REPUBLIKA.CO.ID, LAS VEGAS -- Tyson Fury menilai Deontay Wilder gagal menunjukkan rasa hormat ketika petinju Inggris itu menghampiri petinju Amerika setelah menjatuhkannya di ronde ke-11 dalam pertarungan perebutan gelar kelas berat di Las Vegas, Amerika Serikat, Ahad (10/10). Dalam pertemuan ketiga antara pasangan itu, Fury dan Wilder memainkan permainan klasik instan sebelum Raja Gipsi mengerahkan kekuatannya untuk menghabisi saingan Amerika-nya dengan serangan yang brutal dan menjatuhkannya tiga kali.

Fury mempertahankan gelar WBC yang dia menangkan dari Wilder dalam pertarungan mereka sebelumnya 20 bulan lalu, dan pada pertarungan di Vegas tersebut akan menjadi penutup salah satu persaingan paling menarik di era kelas berat baru-baru ini.

Pertarungan ini dibangun dengan ejekan dari kedua kubu, dengan Wilder terus bersikeras bahwa Fury curang dalam pertarungan terakhir mereka dengan merusak sarung tangannya. Sementara Fury bersumpah untuk membuat saingannya itu pensiun.

Pada akhirnya Fury-lah yang mengangkat tangannya di pengujung malam ketika Wilder duduk di bangkunya, memar, babak belur, dan putus asa. Di akhir pertandingann Fury tampak menghampiri Wilder di sudut ring sebagai tanda sportivitas.

Namun, orang Inggris itu mengeklaim dalam wawancara pasca-pertarungannya bahwa tawaran perdamaiannya telah ditolak oleh Wilder. "Saya berkata 'bagus,' dan dia berkata 'Saya tidak ingin menunjukkan sportivitas atau rasa hormat.'," tutur Fury dikutip dari RT , Ahad (10/10).

"Saya berkata 'Tidak masalah.' Saya sangat terkejut. Pecundang yang sakit," kata Fury kepada BT Sport.

Fury melanjutkan pembicaraannya pada konferensi pers pasca-pertarungan, menyeret kembali tuduhan berulang Wilder bahwa raja kelas berat dunia yang tak terkalahkan telah merusak sarung tangannya dalam pertarungan terakhir mereka.

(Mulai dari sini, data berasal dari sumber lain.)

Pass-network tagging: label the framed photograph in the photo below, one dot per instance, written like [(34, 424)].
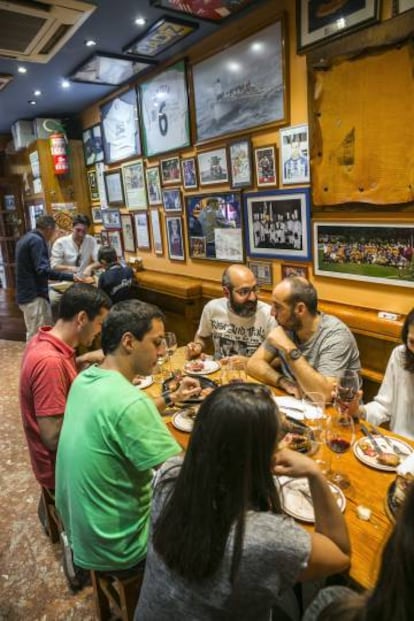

"Bagaimana Anda bisa mengatakan saya curang ketika Anda tahu di dalam hati Anda sendiri dan seluruh tim Anda tahu bahwa Anda dikalahkan dengan adil," kata pria berusia 33 tahun itu.

"Ini pecundang 'sakit' dalam tinju. Dia bukan yang pertama dan dia tidak akan menjadi yang terakhir. Tapi saya telah bertindak seperti pria terhormat sepanjang karir saya dan hanya itu yang bisa saya lakukan sebagai pria," jelasnya.